Swimming’s world governing body, FINA, announced Sunday that it voted to restrict transgender athletes from competing in elite women’s events.
FINA is working to establish an “open” category for swimmers whose gender identity differs from their sex.
The ruling passed with 71 percent of the vote from members of the 152 eligible national federations at a congress held during the world championships in Budapest.
“FINA’s approach in drafting this policy was comprehensive, science-based and inclusive,” Brent Nowicki, FINA’s executive director, told the BBC. “And importantly, FINA’s approach emphasized competitive fairness.”
The regulations come three months after the University of Pennsylvania’s Lia Thomas became the first openly transgender woman to win an NCAA Division I swimming title, finishing first in the 500-yard freestyle. Her rise intensified the debate about transgender swimmers’ place in the sport. Thomas recently said she hopes to compete in the 2024 Paris Olympics.
Hundreds of swimmers signed a letter in support of Thomas and all transgender and nonbinary swimmers. But some of Thomas’s teammates and their parents wrote anonymously that, while they support Thomas’s transition, they felt her competing against other women was unfair.
“The new FINA release is deeply upsetting,” Thomas said Monday in a statement. “It is discriminatory and will only serve to harm all women.”
FINA plans to use the next six months to create the open category for competitions.
“FINA will always welcome every athlete,” FINA President Husain Al-Musallam said. “The creation of an open category will mean that everybody has the opportunity to compete at an elite level.
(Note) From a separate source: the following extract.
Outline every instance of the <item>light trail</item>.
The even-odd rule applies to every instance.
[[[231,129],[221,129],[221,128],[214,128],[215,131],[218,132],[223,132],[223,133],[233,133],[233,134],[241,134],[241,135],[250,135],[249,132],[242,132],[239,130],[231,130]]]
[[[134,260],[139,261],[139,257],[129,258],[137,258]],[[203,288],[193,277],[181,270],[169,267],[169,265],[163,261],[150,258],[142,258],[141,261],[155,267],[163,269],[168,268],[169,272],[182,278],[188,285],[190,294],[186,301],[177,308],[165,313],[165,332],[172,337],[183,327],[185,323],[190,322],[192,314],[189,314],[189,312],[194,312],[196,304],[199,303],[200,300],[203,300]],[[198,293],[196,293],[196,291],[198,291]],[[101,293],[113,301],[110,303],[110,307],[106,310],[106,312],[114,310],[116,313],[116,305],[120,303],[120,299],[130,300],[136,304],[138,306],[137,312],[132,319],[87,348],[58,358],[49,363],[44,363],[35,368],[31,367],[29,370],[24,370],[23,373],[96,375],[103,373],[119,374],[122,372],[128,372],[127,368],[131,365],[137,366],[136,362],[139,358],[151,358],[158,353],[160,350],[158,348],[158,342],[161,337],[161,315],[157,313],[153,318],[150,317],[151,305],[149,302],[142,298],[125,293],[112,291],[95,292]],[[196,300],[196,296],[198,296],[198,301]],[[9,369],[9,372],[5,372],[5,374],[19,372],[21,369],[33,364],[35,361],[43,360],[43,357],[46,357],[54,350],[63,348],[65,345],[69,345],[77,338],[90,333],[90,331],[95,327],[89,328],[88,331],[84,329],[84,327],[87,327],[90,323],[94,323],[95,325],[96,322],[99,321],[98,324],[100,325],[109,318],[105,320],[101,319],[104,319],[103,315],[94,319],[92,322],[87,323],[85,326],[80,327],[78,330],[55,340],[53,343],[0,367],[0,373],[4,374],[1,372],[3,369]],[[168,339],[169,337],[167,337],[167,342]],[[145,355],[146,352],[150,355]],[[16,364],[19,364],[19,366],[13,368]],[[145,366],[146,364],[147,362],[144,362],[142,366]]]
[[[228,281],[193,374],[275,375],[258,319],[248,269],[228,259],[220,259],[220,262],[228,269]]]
This has not been done before, so FINA will need to lead the way. I want all athletes to feel included in being able to develop ideas during this process.”
The ruling is a blow to transgender athletes and their supporters, including former Harvard swimmer Schuyler Bailar, the first transgender man to compete as a male in an NCAA Division I sport. He said in a text message that he was “devastated” by the announcement.
“This decision demands that trans girls must transition before 12 but the U.S. has seen nearly 100 bills banning trans children from playing youth sports and criminalizing transitional resources for children, rendering it impossible for them to play sports in any capacity,” added Bailar, who is a friend and adviser to Thomas. “FINA’s decision does not preserve the integrity of women’s sports — it enforces the harmful policing of women’s bodies and the continued degradation and othering of trans people who already experience massive discrimination in this world.”
Athlete Ally, an LGBTQ advocacy group that penned a supportive letter for Thomas in February, disagreed with the policy as well.
“FINA’s new eligibility criteria for transgender athletes and athletes with intersex variations is discriminatory, harmful, unscientific and not in line with the 2021 IOC principles,” its tweet read. “If we truly want to protect women’s sports, we must include all women.”
Sharron Davies, a British former swimmer, tweeted her support of FINA’s decision.
“I can’t tell you how proud I am of my sport … for doing the science, asking the athletes/coaches and standing up for fair sport for females,” she wrote. “Swimming will always welcome everyone no matter how you identify but fairness is the cornerstone of sport.”
Swimming joins other sports that recently have created tighter restrictions for transgender athletes. On Thursday, cycling’s governing body, the International Cycling Union, lengthened from one to two years the time that riders who are transitioning genders must wait before competing.